Editorial: It’s time for the Broadway production tax credit to exit stage left

Broadway’s pandemic-era tax credit is due for its final curtain call – but instead Gov. Kathy Hochul is calling for the show to go on, with even more taxpayer funding in the years ahead.

Implemented in 2021 under former Gov. Andrew Cuomo and intended to temporarily help the Great White Way weather Covid’s storms, the New York City musical and theatrical production tax credit was included in Hochul’s latest executive budget, released Tuesday, with a proposed extension through 2027 and a jump in its allocation from $300 million to $400 million over the next two years.

But in 2025, with Broadway having rebounded to 84% of prepandemic revenue totals, the question is why Hochul wants to continue to hand over taxpayer dollars to an industry that does not seem to need them. The Legislature should not let the tax credit continue.

As reporter Nick Garber detailed recently, if approved by the Legislature, this would be the third time the credit, which started as a $100 million allocation to struggling Broadway productions and was set to expire in 2023, has been extended or expanded. The benefit allows large Broadway shows to receive as much as $3 million in annual subsidies, and nearly two dozen shows received the maximum amount last year – including wildly successful productions like “The Lion King.”

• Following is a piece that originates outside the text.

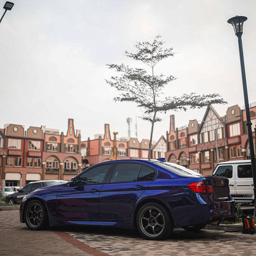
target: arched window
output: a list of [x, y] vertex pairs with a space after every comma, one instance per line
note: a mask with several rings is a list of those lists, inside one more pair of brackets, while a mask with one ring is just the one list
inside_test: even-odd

In 2023 a state-commissioned report found that the credit generated just 23 cents for every dollar New York invested, and auditors noted that the program tends to give the most funds to large shows without accounting for whether they really need the help.

Broadway is of course a major thread in the fabric of the city, but New York also has much more pressing issues to attend to. The $400 million might be better used to pay officers assigned to keep the subway safe, fund supportive housing and care for homeless New Yorkers experiencing mental health issues, and feed the 1 in 4 children in New York City who are experiencing food insecurity, according to City Harvest. Making sure the giraffes in “The Lion King” continue to have top-of-the-line pelts seems like the least of our worries.

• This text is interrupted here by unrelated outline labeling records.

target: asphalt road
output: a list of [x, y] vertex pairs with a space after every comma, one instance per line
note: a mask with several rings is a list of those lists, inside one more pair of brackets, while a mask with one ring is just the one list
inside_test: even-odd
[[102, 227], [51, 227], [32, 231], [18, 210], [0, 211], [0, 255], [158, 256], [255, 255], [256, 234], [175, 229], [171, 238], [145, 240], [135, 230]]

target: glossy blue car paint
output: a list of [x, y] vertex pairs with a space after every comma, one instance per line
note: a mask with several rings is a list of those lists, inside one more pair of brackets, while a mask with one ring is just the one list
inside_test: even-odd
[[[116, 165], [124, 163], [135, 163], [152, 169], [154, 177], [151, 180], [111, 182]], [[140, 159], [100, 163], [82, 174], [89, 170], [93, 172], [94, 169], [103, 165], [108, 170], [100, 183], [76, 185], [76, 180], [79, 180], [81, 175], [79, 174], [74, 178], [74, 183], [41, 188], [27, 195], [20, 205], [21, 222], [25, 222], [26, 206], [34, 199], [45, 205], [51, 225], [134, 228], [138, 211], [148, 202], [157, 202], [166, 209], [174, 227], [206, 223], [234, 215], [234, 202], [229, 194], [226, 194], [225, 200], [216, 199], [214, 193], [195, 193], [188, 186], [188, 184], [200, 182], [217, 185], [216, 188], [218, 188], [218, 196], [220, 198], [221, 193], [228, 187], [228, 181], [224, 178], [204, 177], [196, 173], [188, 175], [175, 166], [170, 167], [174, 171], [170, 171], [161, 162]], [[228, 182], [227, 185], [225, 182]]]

To be sure, the governor’s concern that productions that can’t afford to get off the ground in New York City will choose other locations, like London, is valid. But one of the beautiful things about Broadway is its survival-of-the-fittest atmosphere. The people largely decide which shows stay and which ones go, casting their vote through ticket sales. 

Crain’s has flagged “zombie” tax abatements in the past and also noted that the state’s film tax credit, seemingly meant to ensure “Law & Order” stays on the air for decades to come, has largely been a dud in terms of generating revenue for New York’s coffers. The Legislature should think twice before allowing the state to give more dollars to Broadway, especially to shows that don’t in fact need them.